The cytochrome b6f complex: DFT modeling of the first step of plastoquinol oxidation by the iron-sulfur protein

Abstract In chloroplasts, the cytochrome (Cyt) b6f complex (plastoquinol-plastocyanin-oxidoreductase) provides connectivity between photosystems (PS) II and I, oxidizing plastoquinol (PQH2) formed in PSII and reducing plastocyanin (electron donor to PSI). The overall rate of the intersystem electron transport is determined by PQH2 oxidation by the Cyt b6f complex. In this work, using the DFT method, we have modeled the first step of PQH2 oxidation by the iron-sulfur protein (ISP) of the Cyt b6f complex. The model system contained the iron–sulfur cluster [Fe2S2], surrounding amino acid residues, and 2,3,5-trimethylbenzoquinol (TMBQH2), the tailless analog of PQH2. The energy profiles of the H atom transfer from TMBQH2 to the iron-sulfur protein (ISP) were calculated for two modes of the H-transfer, “diabatic” and “adiabatic”. The energies of transient states were estimated as 18.4 and 14.4 kcal mol−1. The energy effects of the reaction were evaluated as 7.7 and −0.2 kcal mol−1, respectively. The analysis of partial spin densities and electric charges on the atoms of the model system supports the bidirectional mechanism of the H-transfer reaction: an electron is directed to the Fe(1) atom of the [Fe2S2] cluster of the ISP, and a proton is accepted by the Ne atom of the His155 residue liganding the Fe(1) atom.

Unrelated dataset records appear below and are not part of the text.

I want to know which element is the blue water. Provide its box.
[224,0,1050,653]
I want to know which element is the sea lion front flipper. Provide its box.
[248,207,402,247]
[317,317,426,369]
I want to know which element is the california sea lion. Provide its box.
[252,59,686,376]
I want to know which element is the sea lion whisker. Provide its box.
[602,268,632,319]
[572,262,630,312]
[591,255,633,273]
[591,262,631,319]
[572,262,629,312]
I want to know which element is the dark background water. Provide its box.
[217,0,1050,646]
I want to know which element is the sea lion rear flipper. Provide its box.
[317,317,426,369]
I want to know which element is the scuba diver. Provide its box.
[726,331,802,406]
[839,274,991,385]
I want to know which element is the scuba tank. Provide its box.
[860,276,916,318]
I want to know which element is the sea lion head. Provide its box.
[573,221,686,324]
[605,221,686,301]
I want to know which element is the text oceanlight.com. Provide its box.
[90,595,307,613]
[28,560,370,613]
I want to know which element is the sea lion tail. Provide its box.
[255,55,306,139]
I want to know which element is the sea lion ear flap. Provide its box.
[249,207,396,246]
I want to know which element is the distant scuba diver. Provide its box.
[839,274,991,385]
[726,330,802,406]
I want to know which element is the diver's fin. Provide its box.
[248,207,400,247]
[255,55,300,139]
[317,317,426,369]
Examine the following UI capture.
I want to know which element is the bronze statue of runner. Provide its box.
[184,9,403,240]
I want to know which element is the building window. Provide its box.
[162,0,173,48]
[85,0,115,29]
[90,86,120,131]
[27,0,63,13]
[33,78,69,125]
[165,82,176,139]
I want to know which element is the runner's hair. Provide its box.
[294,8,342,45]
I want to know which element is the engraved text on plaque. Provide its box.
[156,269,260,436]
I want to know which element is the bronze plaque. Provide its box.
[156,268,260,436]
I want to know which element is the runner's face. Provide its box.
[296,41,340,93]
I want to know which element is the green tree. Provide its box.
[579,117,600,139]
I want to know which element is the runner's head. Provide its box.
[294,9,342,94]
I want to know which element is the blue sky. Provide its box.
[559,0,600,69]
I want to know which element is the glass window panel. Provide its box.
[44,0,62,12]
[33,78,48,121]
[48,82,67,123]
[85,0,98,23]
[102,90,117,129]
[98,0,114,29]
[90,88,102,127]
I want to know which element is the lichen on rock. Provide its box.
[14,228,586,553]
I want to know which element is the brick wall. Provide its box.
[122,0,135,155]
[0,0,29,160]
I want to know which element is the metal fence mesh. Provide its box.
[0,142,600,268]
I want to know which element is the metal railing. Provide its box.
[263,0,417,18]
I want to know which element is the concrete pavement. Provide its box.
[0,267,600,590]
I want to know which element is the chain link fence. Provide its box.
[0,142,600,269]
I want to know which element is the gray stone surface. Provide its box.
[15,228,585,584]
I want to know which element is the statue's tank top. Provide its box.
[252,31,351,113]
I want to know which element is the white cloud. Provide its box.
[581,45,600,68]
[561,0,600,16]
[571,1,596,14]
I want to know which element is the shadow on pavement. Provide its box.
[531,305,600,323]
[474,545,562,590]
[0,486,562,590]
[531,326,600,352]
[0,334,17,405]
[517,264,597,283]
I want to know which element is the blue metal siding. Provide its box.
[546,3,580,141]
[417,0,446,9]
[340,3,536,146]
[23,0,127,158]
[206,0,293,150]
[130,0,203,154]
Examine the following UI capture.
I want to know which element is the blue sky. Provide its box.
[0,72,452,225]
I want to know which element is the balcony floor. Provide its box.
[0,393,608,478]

Using the results of DFT computations of the energy profiles for the H-transfer reaction, we estimated the rate constants of quinol oxidation within the framework of the Marcus-Dutton-Crofts approach. Our analysis supports the diabatic model of the H-transfer, which implies that the elementary steps of electron and proton transfer occur much more rapidly than the concomitant changes in the system geometry. The rate constants estimated for this mode of H-transfer are in reasonable agreement with experimental data on the intersystem electron transport in chloroplasts.